Puis les choses se sont compliquées. Leur croissance a commencé à ralentir et elle va tomber à 4,4% cette année alors que l’économie américaine devrait rebondir à 1,5-2%. Surtout, les signaux d’un endettement excessif des pays émergents se sont multipliés, notamment chez les plus fragiles comme l’Inde, le Brésil, l’Afrique du sud, et même la Turquie et l’Indonésie. La pyramide de crédit de la Chine elle-même, qui dépend de plus en plus des marchés émergents pour ses exportations, a commencé à montrer des lézardes inquiétantes. Bref, les émergents sont apparus comme ayant eux-aussi des problèmes structurels, largement masqués, voire entretenus par l’excès de liquidités dans le monde. Leurs marchés actions sont souvent surévalués et certaines monnaies ne sont plus du tout compétitives en raison de l’écart d’inflation avec les pays industriels. La Chine, surtout, sait qu’elle est entrée dans un nouveau régime de croissance, plus proche de 5%, et que le syndrome japonais n’est pas loin.

Est alors arrivé le dernier sommet du G20 à Saint-Pétersbourg. On aurait pu penser que la leçon du chacun pour soi aurait porté ses fruits et que les deux mondes allaient améliorer la coordination des politiques économiques, et tout particulièrement des politiques monétaires. L’affaire syrienne a nettement perturbé le sommet. Et en raison bien sûr du rôle majeur de la Russie qui ne raisonne qu’en termes géopolitiques puisque c’est un pays aux rentes illimitées. Mais pas seulement. Ce qui surprend est en effet son succès à s’appuyer sur les BRICS qui agissent de plus en plus désormais comme un véritable club, face au G7 reconstitué de-facto.

On a vu notamment les BRICS se réunir en Afrique au printemps dernier et tenir un quasi sommet parallèle aux grandes réunions des institutions de Bretton Woods. Une sorte de nouveau sommet du Tiers Monde, 58 ans après à Bandoung. Sauf que certains de ces pays ne sont plus vraiment des pays pauvres puisqu’ils sont rentrés dans le top 10 des grandes puissances mondiales, au détriment très largement d’ailleurs des puissances européennes. Face à ce qu’ils perçoivent comme une trop grande lenteur à élargir la table des décisions, ils ont clairement tenté de construire un système parallèle avec par exemple l’annonce d’une banque de développement et d’un fonds de stabilisation des changes notamment, sans compter les déclarations politiques comme déjà le refus de toute intervention militaire en Syrie.

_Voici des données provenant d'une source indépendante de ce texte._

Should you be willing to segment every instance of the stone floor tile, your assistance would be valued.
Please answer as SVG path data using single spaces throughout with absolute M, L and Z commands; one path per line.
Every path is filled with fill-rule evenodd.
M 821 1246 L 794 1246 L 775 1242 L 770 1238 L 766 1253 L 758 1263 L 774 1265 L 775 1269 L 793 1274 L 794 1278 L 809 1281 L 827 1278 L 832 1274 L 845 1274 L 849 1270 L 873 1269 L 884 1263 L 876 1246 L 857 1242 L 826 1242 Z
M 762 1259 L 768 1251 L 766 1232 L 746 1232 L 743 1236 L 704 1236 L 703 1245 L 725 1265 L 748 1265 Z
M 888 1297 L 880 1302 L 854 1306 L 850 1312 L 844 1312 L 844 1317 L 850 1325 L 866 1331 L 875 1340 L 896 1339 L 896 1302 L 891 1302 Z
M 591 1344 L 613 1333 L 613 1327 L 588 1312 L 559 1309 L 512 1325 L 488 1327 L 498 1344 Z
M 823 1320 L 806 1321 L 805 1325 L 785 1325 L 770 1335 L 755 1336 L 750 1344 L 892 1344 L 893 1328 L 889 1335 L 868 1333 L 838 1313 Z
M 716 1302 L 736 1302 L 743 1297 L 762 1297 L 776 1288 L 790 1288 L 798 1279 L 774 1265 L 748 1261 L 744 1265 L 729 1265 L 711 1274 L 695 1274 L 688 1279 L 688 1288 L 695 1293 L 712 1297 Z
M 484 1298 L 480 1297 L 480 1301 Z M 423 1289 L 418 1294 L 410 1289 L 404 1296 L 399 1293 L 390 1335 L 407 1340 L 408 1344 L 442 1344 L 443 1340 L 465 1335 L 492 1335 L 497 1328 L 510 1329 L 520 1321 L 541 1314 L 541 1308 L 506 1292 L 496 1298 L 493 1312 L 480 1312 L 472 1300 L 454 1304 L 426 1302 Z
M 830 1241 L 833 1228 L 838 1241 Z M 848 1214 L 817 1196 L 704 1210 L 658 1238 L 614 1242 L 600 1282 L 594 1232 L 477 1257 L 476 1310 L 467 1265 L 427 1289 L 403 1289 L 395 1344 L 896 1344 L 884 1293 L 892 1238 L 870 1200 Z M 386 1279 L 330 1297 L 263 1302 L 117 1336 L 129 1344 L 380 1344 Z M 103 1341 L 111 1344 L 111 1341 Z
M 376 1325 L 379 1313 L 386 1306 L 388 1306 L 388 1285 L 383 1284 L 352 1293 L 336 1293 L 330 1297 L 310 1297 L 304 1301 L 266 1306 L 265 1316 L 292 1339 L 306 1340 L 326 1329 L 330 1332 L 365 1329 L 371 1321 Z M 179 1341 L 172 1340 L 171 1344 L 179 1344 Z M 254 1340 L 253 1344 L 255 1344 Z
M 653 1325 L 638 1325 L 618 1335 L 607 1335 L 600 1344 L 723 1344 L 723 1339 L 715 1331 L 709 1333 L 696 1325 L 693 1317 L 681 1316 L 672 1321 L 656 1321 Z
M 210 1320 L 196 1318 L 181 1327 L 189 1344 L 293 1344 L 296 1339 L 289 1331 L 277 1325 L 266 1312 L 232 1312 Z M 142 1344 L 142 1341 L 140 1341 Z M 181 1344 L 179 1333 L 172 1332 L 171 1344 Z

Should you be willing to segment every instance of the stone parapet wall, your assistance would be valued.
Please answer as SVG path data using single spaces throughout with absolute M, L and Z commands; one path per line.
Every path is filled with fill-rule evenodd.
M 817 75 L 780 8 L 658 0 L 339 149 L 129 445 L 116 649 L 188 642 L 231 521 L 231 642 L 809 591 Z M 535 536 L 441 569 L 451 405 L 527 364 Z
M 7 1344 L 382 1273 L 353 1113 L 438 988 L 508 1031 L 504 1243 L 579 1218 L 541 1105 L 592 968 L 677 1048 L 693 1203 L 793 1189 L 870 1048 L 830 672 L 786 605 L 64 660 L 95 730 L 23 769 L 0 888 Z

Il ne suffit pas d’avoir répété ces annonces à Saint-Pétersbourg pour qu’elles deviennent crédibles. Les BRICS ont comme seul point commun d’être des pays devenus puissants économiquement face au G7, mais divisés sur de nombreux points, incapables de mettre en place une structure alternative de régulation de l’économie mondiale, et confrontés enfin à de véritables défis économiques et écologiques. Ils peuvent potentiellement représenter un rôle de locomotive de l’économie mondiale, mais il faut pour cela que le train aille dans une même direction. A défaut, personne ne sortira gagnant d’un face à face comme à Saint-Pétersbourg. Ni les entreprises occidentales qui ont raison de jouer ces marchés en rattrapage potentiel fantastique, ni les entreprises des pays émergents qui se heurteront à un protectionnisme croissant.